Südafrikas Präsident Thabo Mbeki. - Foto: Archiv/ANC

Südafrikas Präsident Thabo Mbeki. - Foto: Archiv/ANC
Der südafrikanische Präsident Thabo Mbeki hat sich während einer Parlamentsdebatte zum Thema HIV und Aids derart in Rage geredet, dass er auch vor verbalen Entgleisungen nicht halt machte.
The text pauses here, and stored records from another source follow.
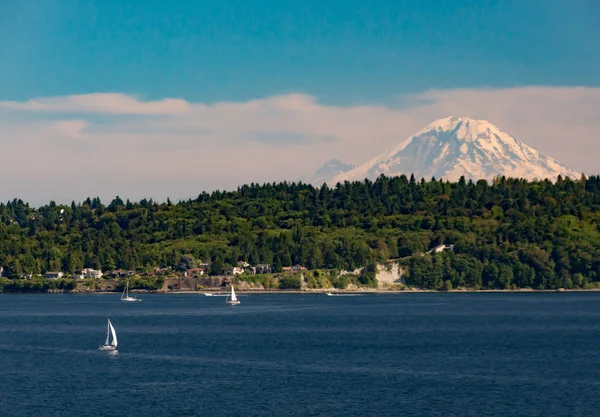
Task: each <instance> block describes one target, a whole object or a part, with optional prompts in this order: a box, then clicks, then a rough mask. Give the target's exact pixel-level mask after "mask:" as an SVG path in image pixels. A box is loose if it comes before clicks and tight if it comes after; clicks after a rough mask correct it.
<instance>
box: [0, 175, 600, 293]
mask: <svg viewBox="0 0 600 417" xmlns="http://www.w3.org/2000/svg"><path fill="white" fill-rule="evenodd" d="M599 208H600V177H590V178H581V179H578V180H571V179H568V178H565V179H562V178H560V177H559V179H558V181H556V182H555V183H552V182H550V181H540V182H527V181H525V180H519V179H505V178H499V179H496V180H495V181H494V182H493V183H492V184H488V182H486V181H484V180H482V181H478V182H476V183H474V182H471V181H465V180H464V179H461V180H460V181H458V182H456V183H449V182H444V181H438V180H435V179H432V180H431V181H423V180H422V181H415V179H414V178H413V177H411V178H410V179H409V178H407V177H405V176H401V177H394V178H387V177H383V176H382V177H380V178H378V179H377V180H376V181H368V180H367V181H364V182H353V183H349V182H346V183H344V184H338V185H337V186H335V187H333V188H330V187H327V186H323V187H320V188H318V189H317V188H314V187H312V186H310V185H306V184H302V183H286V182H283V183H277V184H275V183H274V184H265V185H258V184H251V185H244V186H242V187H240V188H238V190H237V191H233V192H222V191H215V192H213V193H211V194H208V193H202V194H200V195H199V196H198V198H196V199H195V200H188V201H182V202H179V203H177V204H173V203H172V202H171V201H169V200H167V202H166V203H161V204H159V203H156V202H153V201H152V200H142V201H140V202H136V203H134V202H130V201H123V200H122V199H121V198H119V197H117V198H115V199H114V200H113V201H112V202H110V203H109V204H108V205H104V204H103V203H102V202H101V201H100V199H99V198H94V199H87V200H86V201H85V202H83V203H80V204H75V203H72V204H71V205H70V206H69V205H66V206H60V205H56V204H55V203H53V202H51V203H50V204H49V205H46V206H43V207H40V208H37V209H36V208H32V207H30V206H29V205H28V204H26V203H24V202H22V201H20V200H13V201H11V202H8V203H6V204H0V265H2V266H4V269H5V273H4V276H5V277H9V278H15V277H18V276H20V274H22V273H43V272H45V271H48V270H62V271H65V272H67V273H71V272H73V271H75V270H76V269H78V268H82V267H92V268H101V269H102V270H104V271H106V270H112V269H116V268H123V269H134V268H140V267H153V266H163V267H164V266H172V267H174V268H178V267H185V266H188V264H189V260H190V259H193V260H197V261H198V262H200V261H203V262H209V263H211V264H212V267H211V273H213V274H219V273H221V272H222V270H223V268H224V267H226V266H227V265H235V263H236V262H237V261H240V260H243V261H247V262H250V263H251V264H254V265H256V264H260V263H267V264H273V265H274V267H275V269H276V270H280V268H281V267H282V266H290V265H294V264H302V265H304V266H306V267H307V268H309V269H315V268H328V269H347V270H350V269H354V268H357V267H362V266H365V265H372V264H374V263H377V262H381V261H385V260H387V259H389V258H402V259H401V262H402V263H403V264H405V265H406V267H407V268H408V270H409V273H408V274H407V280H408V283H409V284H412V285H416V286H419V287H424V288H436V289H441V288H450V287H452V288H457V287H464V286H467V287H477V288H481V287H483V288H511V287H513V286H516V287H531V288H559V287H565V288H571V287H588V286H590V285H595V283H596V282H600V228H599V225H600V210H599ZM440 243H446V244H454V251H447V252H443V253H440V254H435V255H422V254H424V253H426V252H427V251H428V250H430V249H431V248H433V247H435V246H436V245H437V244H440ZM182 260H183V261H185V262H183V263H184V265H183V266H182V265H181V264H182Z"/></svg>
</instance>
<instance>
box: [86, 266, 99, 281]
mask: <svg viewBox="0 0 600 417" xmlns="http://www.w3.org/2000/svg"><path fill="white" fill-rule="evenodd" d="M81 276H82V277H84V278H94V279H99V278H102V271H100V270H99V269H92V268H84V269H82V270H81Z"/></svg>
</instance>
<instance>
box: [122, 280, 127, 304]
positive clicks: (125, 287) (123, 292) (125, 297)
mask: <svg viewBox="0 0 600 417" xmlns="http://www.w3.org/2000/svg"><path fill="white" fill-rule="evenodd" d="M125 293H127V295H125ZM127 297H129V280H127V284H125V289H124V290H123V294H121V300H122V299H123V298H127Z"/></svg>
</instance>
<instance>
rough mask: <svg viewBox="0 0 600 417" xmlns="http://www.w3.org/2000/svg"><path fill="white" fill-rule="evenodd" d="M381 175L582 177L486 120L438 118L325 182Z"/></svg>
mask: <svg viewBox="0 0 600 417" xmlns="http://www.w3.org/2000/svg"><path fill="white" fill-rule="evenodd" d="M381 174H385V175H387V176H396V175H401V174H405V175H407V176H408V175H410V174H414V175H415V177H416V178H417V179H420V178H425V179H430V178H431V177H435V178H437V179H440V178H443V179H446V180H450V181H457V180H458V179H459V178H460V177H461V176H463V175H464V176H465V177H466V178H467V179H473V180H479V179H488V180H490V179H493V178H494V177H495V176H503V175H504V176H506V177H513V178H525V179H529V180H533V179H546V178H548V179H551V180H555V179H556V178H557V177H558V175H562V176H563V177H565V176H568V177H570V178H572V179H575V178H579V177H580V176H581V174H579V173H577V172H575V171H572V170H571V169H569V168H567V167H565V166H563V165H561V164H560V163H559V162H558V161H556V160H555V159H553V158H550V157H548V156H546V155H544V154H542V153H540V152H538V151H536V150H535V149H533V148H531V147H529V146H527V145H525V144H524V143H522V142H520V141H518V140H517V139H515V138H513V137H512V136H510V135H508V134H507V133H504V132H502V131H500V129H498V128H497V127H496V126H494V125H493V124H491V123H489V122H488V121H485V120H474V119H470V118H468V117H447V118H445V119H440V120H436V121H435V122H433V123H431V124H429V125H428V126H427V127H425V128H424V129H423V130H421V131H420V132H417V133H416V134H414V135H413V136H411V137H410V138H408V139H407V140H405V141H404V142H402V143H401V144H400V145H398V146H396V147H395V148H392V149H389V150H387V151H385V152H384V153H382V154H381V155H379V156H377V157H375V158H373V159H371V160H370V161H367V162H365V163H363V164H361V165H359V166H357V167H356V168H354V169H351V170H348V171H346V172H343V173H340V174H338V175H336V176H335V177H333V178H332V179H331V181H329V182H328V183H329V184H336V183H337V182H343V181H346V180H348V181H362V180H364V179H365V178H369V179H375V178H377V177H378V176H379V175H381Z"/></svg>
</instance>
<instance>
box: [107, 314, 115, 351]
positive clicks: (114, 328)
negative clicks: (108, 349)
mask: <svg viewBox="0 0 600 417" xmlns="http://www.w3.org/2000/svg"><path fill="white" fill-rule="evenodd" d="M108 327H110V332H111V334H112V337H113V341H112V343H111V346H112V347H114V348H116V347H117V332H115V328H114V327H112V323H111V322H110V320H109V321H108ZM106 344H108V340H107V341H106Z"/></svg>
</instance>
In seinem mehre Minuten dauernden Ausfall bezeichnete er den Rest der Welt unter anderem als Heuchler, berichtete die "Allgemeine Zeitung" Namibia. "Einige Weiße sehen schwarze Menschen als amoklaufende Sexbestien an, die - von Natur aus - nicht in der Lage sind ihre Beine zusammen zu lassen, die nicht in der Lage sind, ihr Ding in der Hose zu lassen", sagte Mbeki laut einer südafrikanischen Zeitung vor dem hohen Haus. Bereits in den vergangenen Jahren hatte Mbeki durch seine von der Lehrmeinung abweichende Haltung zur Immunschwäche oft Kritik geerntet. "Ich werde nicht schweigen, während andere, deren Geist korrumpiert wird von der Krankheit des Rassismus, uns Schwarze in Süd- und ganz Afrika als von Natur aus triebgesteuerte, faule, lügende, stinkende, kranke, korrupte, verkommene, amoralische, ungezügelte, animalische Wilde und Vergewaltiger bezeichnen. Sie tun das, weil wir Afrikaner sind. Sie tun das wegen unserer Hautfarbe", zitiert die südafrikanische Tageszeitung "Mail and Guardian" den Präsidenten.